The mac address is a property of the hardware. You do not have to supply the mac address to the adapter when you tell it to connect to a network; it already has a mac address and knows to use it.
In order to connect to any network, the network adapter must have a MAC address (and it must be unique within the network). Often these addresses are set at manufacture and cannot be changed (part of why it's used as access control ), and are written on a label on the device. It is a 6 byte long number, expressed in hexadecimal, usually with a - or : between each byte, ex: AB:04:23:E3:23:40.

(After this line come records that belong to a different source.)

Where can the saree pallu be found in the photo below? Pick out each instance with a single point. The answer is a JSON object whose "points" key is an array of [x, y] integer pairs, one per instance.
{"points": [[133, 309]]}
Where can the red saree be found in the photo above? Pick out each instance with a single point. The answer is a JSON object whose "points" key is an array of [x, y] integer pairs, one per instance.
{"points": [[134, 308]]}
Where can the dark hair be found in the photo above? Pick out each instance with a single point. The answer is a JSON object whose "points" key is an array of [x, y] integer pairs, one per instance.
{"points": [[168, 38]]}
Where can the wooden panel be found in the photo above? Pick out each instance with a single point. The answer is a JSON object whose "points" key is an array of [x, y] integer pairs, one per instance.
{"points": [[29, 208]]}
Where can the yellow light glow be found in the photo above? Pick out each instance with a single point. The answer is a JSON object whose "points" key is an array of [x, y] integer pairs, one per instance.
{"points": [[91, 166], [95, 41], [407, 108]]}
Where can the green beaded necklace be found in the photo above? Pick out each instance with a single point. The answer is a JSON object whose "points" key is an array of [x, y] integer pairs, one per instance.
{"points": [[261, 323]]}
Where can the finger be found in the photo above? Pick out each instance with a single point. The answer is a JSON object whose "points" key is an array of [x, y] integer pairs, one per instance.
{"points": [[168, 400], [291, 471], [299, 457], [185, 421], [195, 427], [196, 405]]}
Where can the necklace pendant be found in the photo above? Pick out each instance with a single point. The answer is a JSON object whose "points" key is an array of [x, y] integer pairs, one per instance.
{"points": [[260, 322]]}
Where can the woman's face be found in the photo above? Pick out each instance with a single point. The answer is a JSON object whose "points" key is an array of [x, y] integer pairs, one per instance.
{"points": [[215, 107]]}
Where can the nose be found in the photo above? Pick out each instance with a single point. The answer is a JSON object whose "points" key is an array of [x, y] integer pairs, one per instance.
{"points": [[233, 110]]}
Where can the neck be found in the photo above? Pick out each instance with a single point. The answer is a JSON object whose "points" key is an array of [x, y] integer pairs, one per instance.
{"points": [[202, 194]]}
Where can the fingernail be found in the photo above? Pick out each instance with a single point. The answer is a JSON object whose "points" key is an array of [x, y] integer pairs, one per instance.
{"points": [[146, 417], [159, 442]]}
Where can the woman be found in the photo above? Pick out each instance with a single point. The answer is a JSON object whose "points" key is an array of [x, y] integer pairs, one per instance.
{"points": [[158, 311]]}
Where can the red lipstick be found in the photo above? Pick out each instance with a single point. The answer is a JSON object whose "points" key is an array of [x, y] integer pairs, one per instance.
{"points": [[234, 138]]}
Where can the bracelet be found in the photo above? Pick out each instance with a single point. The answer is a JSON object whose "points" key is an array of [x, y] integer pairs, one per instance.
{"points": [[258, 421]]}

Some devices may allow you to set the MAC address, and almost all have some way to read it out - consult the documentation for the wifi module
If you can't find the MAC address on the label and the docs aren't any help, you can always take a network that doesn't have MAC restricted access, log into the router's management pages, and look at the list of connected devices, where it will list the MAC address, and then connect with that wifi module, and refresh the list of connected devices; the new entry corresponds to the wifi module, and that's the mac address you have to allow.
DrAzzy:
If you can't find the MAC address on the label and the docs aren't any help, you can always take a network that doesn't have MAC restricted access, log into the router's management pages, and look at the list of connected devices, where it will list the MAC address, and then connect with that wifi module, and refresh the list of connected devices; the new entry corresponds to the wifi module, and that's the mac address you have to allow.
Good idea - I temporarily disabled the allow list, and was able to find the mac number.
So far I am not able to connect.
The following string is a list of special characters forming part of the password - alphanumeric characters have been omitted.
#define PASSWORD "+~%@]?\$,{=&<#";
Do any of the above special characters need to be escaped?